Pharylon
Pharylon

Reputation: 9916

Add Entity Framework Data Annotation to Another Project's Class

Let's say I have a set of classes that I want to share across multiple projects. For instance, I could use them in a REST service and also in a client that consumes that service.

So I create the following projects:

Both the RestApi and Client projects have dependencies on the Models project.

The RestApi is using Entity Framework (code first) so normally you'd decorate the model's properties with things like [NotMapped] and [Key]. However, I don't want the Client solution to have any dependency on Entity Framework. None. So I can't decorate the models' properties with EF-specific attributes.

So my question is, is there some way to correctly set the models' EF-specific attributes from the RestApi project instead, maybe in the Context's constructor or something?

Upvotes: 1

Views: 370

Answers (3)

Gert Arnold
Gert Arnold

Reputation: 109079

You can have the POCOs in your Models project, keep them totally ignorant of Entity Framework, and do the mappings in a separate project or in the RestApi project itself.

You can do this by the fluent mapping API, for instance in the OnModelCreating override of the context that you create in the EF-aware project:

modelBuilder.Entity<Order>().HasKey(o => o.OrderID);
modelBuilder.Entity<Order>().Ignore(o => o.OrderTotal);

etc.

Upvotes: 2

Ric .Net
Ric .Net

Reputation: 5540

You need to split your data access models from the rest of the application using Data Transfer Objects.

This will give a lot of benefits. At first it will look if your duplicating all the code of the model. But when your application grows, you will find that need the data in a view which is formatted in another way than how it was or is stored the database. Validation attributes can be added in a very specific way just the way you need it.

Mapping in between them can be done various ways.

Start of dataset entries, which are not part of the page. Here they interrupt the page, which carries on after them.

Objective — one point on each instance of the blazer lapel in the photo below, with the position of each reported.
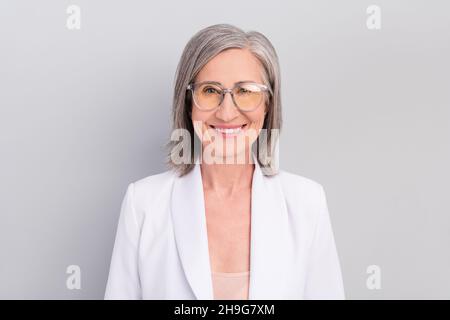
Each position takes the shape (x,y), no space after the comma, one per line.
(269,244)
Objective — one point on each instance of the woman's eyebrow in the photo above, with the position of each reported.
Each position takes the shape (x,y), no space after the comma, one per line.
(221,84)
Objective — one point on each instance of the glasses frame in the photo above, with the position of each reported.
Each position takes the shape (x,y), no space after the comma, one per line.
(224,91)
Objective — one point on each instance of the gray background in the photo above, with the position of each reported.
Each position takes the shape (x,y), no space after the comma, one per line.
(85,112)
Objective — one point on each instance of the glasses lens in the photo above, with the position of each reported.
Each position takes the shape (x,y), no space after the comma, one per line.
(248,96)
(207,96)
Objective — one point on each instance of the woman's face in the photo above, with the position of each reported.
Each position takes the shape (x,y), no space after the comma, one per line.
(228,67)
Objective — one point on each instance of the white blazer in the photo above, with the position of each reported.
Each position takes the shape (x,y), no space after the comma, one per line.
(161,245)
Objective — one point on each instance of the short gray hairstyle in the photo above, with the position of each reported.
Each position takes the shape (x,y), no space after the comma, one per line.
(200,49)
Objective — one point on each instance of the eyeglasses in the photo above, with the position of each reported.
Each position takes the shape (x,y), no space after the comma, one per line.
(209,95)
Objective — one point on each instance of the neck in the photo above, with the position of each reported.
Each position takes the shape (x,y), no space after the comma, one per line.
(227,179)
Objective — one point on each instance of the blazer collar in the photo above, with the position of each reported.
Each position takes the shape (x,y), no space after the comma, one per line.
(270,248)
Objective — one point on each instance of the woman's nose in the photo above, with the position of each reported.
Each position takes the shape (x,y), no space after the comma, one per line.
(227,111)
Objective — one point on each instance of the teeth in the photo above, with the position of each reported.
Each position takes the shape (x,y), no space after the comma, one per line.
(229,131)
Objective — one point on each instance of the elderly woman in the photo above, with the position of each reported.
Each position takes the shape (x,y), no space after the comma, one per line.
(224,222)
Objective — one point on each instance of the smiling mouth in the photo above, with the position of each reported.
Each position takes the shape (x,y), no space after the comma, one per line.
(228,131)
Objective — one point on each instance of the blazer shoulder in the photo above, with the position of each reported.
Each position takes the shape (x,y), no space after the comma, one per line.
(152,189)
(291,180)
(301,191)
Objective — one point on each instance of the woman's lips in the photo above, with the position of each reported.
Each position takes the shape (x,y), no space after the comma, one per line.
(228,131)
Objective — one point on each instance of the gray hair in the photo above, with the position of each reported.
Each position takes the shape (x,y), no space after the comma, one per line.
(200,49)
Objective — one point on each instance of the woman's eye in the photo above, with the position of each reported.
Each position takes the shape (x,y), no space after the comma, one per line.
(243,90)
(210,90)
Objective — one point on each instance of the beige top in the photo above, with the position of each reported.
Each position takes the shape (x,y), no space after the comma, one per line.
(230,285)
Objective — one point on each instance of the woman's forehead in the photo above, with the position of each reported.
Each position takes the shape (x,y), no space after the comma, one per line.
(231,66)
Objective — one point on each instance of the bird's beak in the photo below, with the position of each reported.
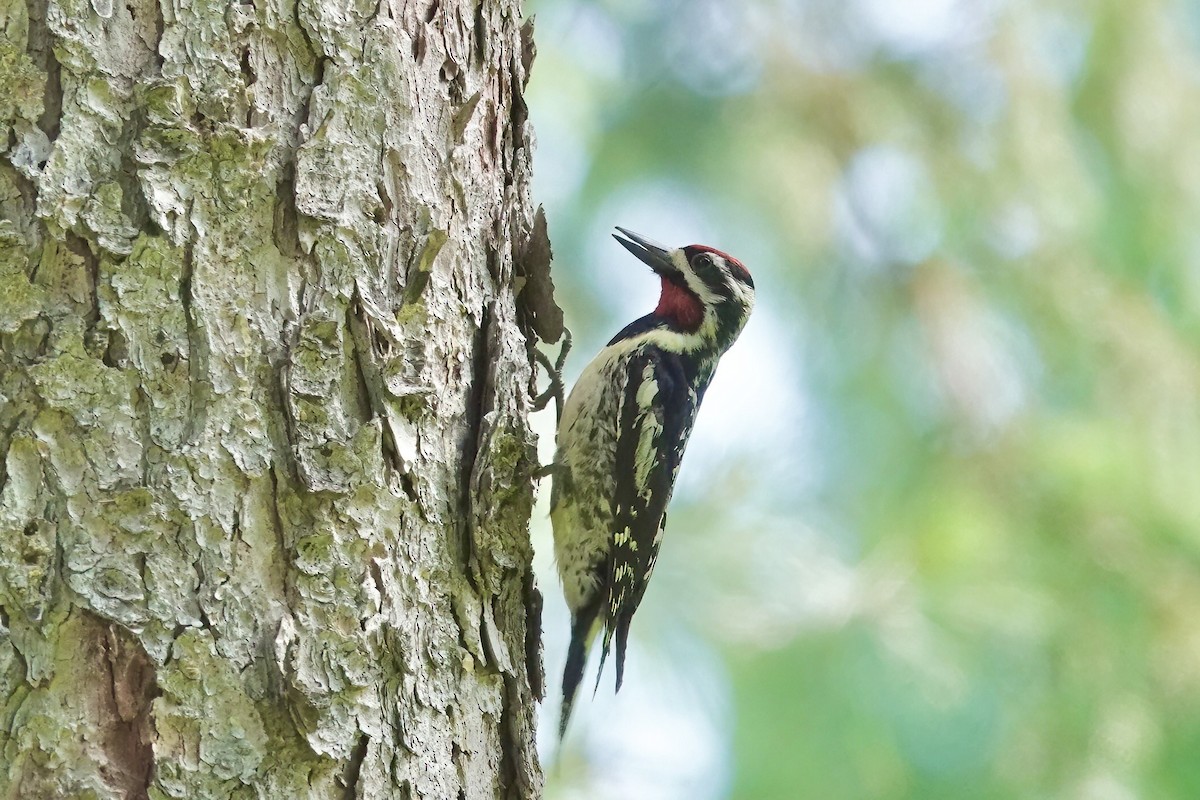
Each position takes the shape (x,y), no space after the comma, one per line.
(655,256)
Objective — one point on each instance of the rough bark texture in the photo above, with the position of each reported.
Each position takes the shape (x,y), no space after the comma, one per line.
(264,374)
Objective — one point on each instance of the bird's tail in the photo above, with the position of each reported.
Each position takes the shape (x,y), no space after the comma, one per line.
(583,631)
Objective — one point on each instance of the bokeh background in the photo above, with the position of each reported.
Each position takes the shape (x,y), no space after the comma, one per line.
(937,534)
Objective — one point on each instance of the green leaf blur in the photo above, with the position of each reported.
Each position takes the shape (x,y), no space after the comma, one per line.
(940,536)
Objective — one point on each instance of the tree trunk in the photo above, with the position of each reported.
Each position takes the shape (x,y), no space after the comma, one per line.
(269,274)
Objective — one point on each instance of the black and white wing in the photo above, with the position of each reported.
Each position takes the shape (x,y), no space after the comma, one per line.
(657,413)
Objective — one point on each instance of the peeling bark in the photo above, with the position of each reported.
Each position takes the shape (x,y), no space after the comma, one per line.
(269,282)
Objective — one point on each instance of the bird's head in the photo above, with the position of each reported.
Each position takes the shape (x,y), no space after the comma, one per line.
(706,293)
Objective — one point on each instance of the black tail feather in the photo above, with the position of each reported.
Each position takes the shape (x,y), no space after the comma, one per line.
(576,660)
(622,642)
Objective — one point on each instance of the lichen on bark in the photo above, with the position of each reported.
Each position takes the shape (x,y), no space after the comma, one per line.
(269,282)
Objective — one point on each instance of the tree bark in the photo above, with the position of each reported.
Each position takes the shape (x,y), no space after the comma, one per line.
(269,278)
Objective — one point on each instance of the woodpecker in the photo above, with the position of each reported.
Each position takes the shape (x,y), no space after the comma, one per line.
(622,435)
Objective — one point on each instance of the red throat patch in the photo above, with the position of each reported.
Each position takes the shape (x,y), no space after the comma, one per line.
(679,306)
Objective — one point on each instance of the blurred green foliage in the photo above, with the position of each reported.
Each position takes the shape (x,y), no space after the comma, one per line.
(952,545)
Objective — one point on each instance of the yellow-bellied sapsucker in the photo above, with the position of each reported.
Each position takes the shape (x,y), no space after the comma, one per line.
(622,437)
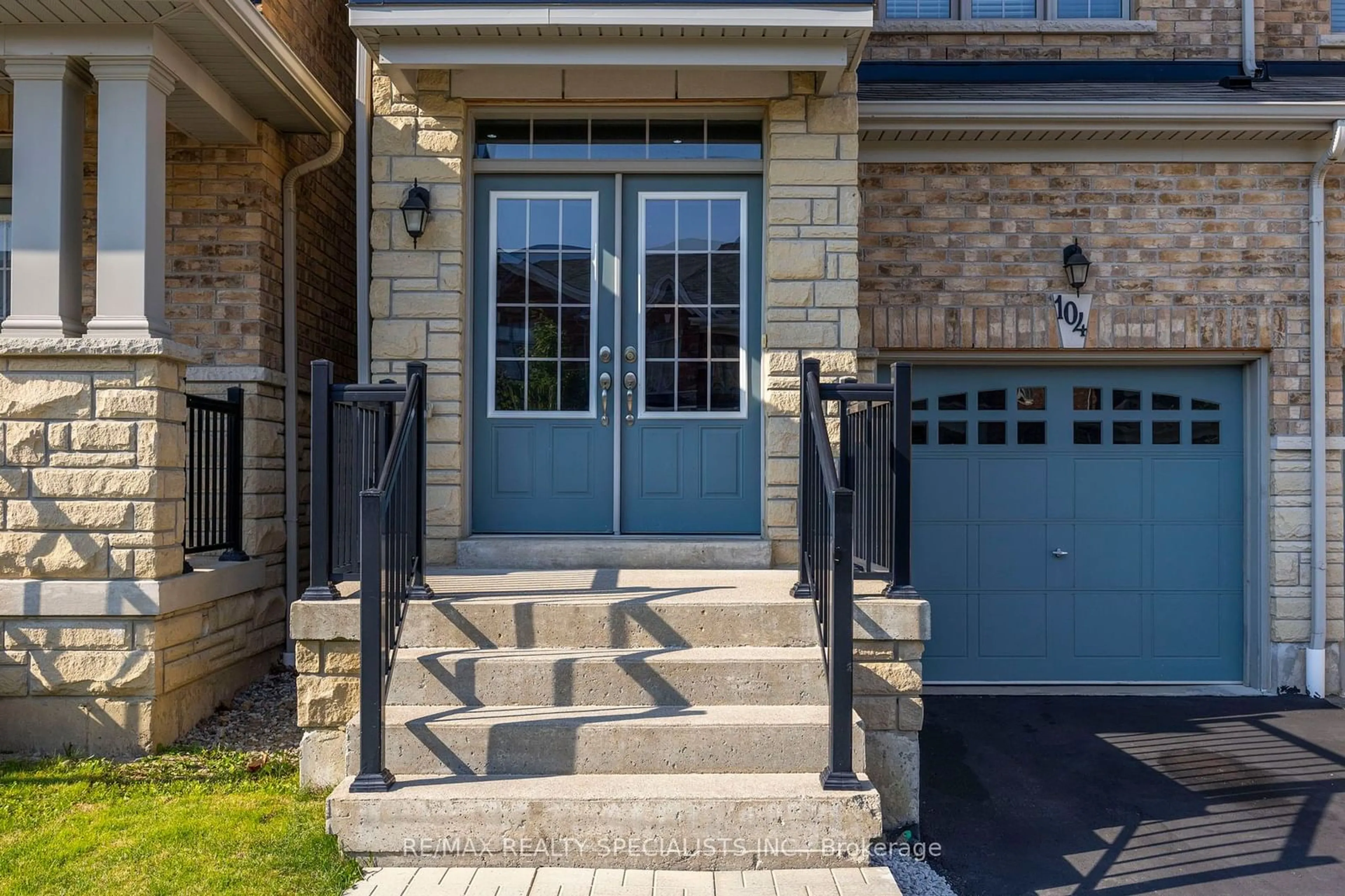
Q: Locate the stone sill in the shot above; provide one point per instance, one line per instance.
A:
(1017, 26)
(212, 580)
(96, 347)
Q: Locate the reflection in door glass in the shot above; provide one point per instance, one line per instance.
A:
(543, 295)
(693, 291)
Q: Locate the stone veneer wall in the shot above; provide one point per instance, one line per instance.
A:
(1187, 256)
(91, 524)
(1160, 30)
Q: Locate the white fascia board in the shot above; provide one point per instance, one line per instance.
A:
(131, 41)
(209, 91)
(251, 33)
(1050, 116)
(692, 17)
(646, 53)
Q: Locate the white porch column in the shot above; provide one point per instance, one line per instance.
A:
(130, 287)
(49, 108)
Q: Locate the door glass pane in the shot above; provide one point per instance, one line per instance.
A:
(693, 352)
(544, 304)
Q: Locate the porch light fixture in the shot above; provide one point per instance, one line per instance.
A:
(1076, 267)
(416, 212)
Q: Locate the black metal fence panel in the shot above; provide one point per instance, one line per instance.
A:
(214, 475)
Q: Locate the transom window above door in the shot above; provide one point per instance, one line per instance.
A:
(1005, 10)
(608, 139)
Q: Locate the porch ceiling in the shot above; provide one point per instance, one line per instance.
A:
(230, 65)
(404, 38)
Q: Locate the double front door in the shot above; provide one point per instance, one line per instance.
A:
(616, 354)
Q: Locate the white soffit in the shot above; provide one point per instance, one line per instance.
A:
(230, 65)
(825, 40)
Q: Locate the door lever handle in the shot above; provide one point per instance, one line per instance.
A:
(606, 382)
(630, 397)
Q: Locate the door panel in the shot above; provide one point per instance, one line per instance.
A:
(1081, 524)
(543, 306)
(692, 434)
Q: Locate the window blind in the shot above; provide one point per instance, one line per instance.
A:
(926, 8)
(1095, 8)
(1004, 8)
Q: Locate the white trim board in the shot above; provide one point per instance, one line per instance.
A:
(900, 151)
(832, 18)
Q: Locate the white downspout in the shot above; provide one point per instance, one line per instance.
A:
(1250, 38)
(1316, 664)
(290, 251)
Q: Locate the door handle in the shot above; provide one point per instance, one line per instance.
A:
(629, 381)
(606, 382)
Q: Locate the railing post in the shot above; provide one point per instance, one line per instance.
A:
(320, 486)
(801, 508)
(373, 773)
(900, 584)
(419, 588)
(840, 773)
(235, 477)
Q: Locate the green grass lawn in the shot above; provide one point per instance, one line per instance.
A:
(175, 824)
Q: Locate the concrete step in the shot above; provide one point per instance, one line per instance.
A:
(696, 822)
(605, 740)
(626, 552)
(564, 677)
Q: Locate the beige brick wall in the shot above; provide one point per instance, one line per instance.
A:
(1181, 30)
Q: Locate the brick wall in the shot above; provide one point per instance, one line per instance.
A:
(1180, 30)
(1187, 256)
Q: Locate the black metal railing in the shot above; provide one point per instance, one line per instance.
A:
(855, 521)
(352, 431)
(826, 574)
(392, 567)
(875, 462)
(216, 477)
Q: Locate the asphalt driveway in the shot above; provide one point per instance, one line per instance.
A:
(1126, 795)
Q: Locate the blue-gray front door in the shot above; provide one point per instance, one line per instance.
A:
(616, 376)
(1081, 524)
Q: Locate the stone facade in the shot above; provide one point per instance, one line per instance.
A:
(116, 672)
(95, 447)
(1188, 256)
(1159, 30)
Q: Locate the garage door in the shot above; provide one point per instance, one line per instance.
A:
(1081, 524)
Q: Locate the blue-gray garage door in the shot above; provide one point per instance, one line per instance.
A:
(1081, 524)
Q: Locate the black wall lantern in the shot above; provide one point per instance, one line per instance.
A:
(416, 212)
(1076, 267)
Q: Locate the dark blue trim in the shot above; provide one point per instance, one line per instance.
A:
(1066, 72)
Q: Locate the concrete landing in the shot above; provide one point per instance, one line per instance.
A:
(623, 552)
(615, 882)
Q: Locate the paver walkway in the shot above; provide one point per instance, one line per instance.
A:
(606, 882)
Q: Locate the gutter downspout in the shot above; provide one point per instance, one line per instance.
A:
(1316, 661)
(290, 251)
(1250, 38)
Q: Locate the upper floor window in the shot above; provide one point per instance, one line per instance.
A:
(1009, 8)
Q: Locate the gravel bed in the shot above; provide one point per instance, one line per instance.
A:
(914, 878)
(260, 719)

By hand or by using a tool like AutoMapper

Upvotes: 1

sfuqua
sfuqua

Reputation: 5853

This is a good argument for using custom Data Transfer Objects that are independent of the table-like entities. Although it can feel like overkill to have nearly duplicate classes - one as DTOs and one as EF Entities - there is another long-range benefit: the two sets of classes can vary independently. Let's say that you change the table table structure, but the client doesn't need to know about this change. Update the EF Entity but you leave the DTO alone, though you may have to update how you map from EF to DTO.

Speaking of mapping: EmitMapper can be a great help in transferring between the two types of objects.